Je nach Ausgangsgewebe, zytogenetischem Befund und histologischem Bild können verschiedene Nierenzellkarzinome unterschieden werden. Am häufigsten tritt das klassische Nierenzellkarzinom auf. Es wird auch als Klarzellkarzinom bezeichnet. Weitere Formen des Nierenzellkarzinoms sind das chromophile beziehungsweise papilläre Karzinom und das chromophobe Karzinom. Eher selten entwickelt sich ein Ductus-Bellini-Karzinom. Es wird auch als Sammelrohrkarzinom bezeichnet.

Ursachen

Die genaue Ätiologie des Nierenzellkarzinoms ist noch unklar. Bekannt ist, dass Männer deutlich häufiger erkranken als Frauen. Patienten, die am Hippel-Lindau-Syndrom leiden, erkranken gehäuft. Das Hippel-Lindau-Syndrom ist eine autosomal-dominant vererbte Erkrankung, die mit Gefäßmissbildungen im Gesicht und im Zentralnervensystem einhergeht.

Risikofaktoren für ein Nierenzellkarzinom sind hohes Alter, eine chronische Niereninsuffizienz, Rauchen, Bleibelastung, Kadmiumbelastung, eine langjährige Therapie mit Schmerzmitteln, die angeborene tuberöse Sklerose und der Kontakt zu Trichloreten.

Symptome, Beschwerden & Anzeichen

Das Nierenzellkarzinom verursacht in der Regel erst dann Symptome, wenn der Tumor schon recht groß ist.

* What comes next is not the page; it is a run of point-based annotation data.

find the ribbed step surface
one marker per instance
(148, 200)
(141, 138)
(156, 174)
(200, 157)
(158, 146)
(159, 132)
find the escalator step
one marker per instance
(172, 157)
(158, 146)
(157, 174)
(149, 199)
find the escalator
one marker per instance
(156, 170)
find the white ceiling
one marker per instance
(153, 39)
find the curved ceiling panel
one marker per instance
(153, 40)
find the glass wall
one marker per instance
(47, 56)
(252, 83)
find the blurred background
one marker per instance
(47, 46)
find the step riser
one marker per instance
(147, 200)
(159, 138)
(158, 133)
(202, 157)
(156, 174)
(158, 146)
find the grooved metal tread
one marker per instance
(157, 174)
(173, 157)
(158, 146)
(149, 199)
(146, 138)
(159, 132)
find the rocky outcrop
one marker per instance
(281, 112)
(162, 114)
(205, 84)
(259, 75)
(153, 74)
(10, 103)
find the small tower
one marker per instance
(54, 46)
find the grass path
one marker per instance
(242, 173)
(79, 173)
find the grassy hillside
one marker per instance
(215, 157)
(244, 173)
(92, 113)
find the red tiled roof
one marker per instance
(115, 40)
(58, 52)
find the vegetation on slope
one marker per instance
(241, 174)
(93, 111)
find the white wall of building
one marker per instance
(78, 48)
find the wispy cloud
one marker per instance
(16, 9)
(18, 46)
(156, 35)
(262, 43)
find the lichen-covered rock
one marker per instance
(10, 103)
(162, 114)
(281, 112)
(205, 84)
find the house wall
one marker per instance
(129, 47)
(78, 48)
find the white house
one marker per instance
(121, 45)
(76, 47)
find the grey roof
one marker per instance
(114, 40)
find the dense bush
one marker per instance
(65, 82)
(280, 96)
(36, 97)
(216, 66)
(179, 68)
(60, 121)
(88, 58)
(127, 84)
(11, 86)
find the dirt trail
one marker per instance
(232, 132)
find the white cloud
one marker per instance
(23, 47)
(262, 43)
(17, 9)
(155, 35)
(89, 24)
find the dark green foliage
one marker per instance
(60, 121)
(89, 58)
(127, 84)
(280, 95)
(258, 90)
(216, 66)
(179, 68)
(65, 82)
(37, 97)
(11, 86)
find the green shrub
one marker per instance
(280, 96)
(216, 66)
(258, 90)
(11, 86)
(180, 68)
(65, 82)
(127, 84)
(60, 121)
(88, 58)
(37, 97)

Frühsymptome gibt es normalerweise nicht. Die Tumorzellen wachsen zunächst zentral im Parenchym und haben somit keinen Anschluss an das Tubulussystem der Niere.

Ein Nierenzellkarzinom im Frühstadium ist somit häufig nur ein Zufallsbefund bei einer Ultraschalluntersuchung der Bauchorgane. Fast 70 Prozent aller Nierentumore werden zufällig bei bildgebenden Untersuchungen wie Sonografie, Computertomografie oder Magnetresonanztomografie gefunden. Ein charakteristisches und bedrohliches Spätsymptom des Nierenzellkarzinoms ist Blut im Urin. Diese sogenannte Hämaturie tritt plötzlich auf und ist schmerzlos.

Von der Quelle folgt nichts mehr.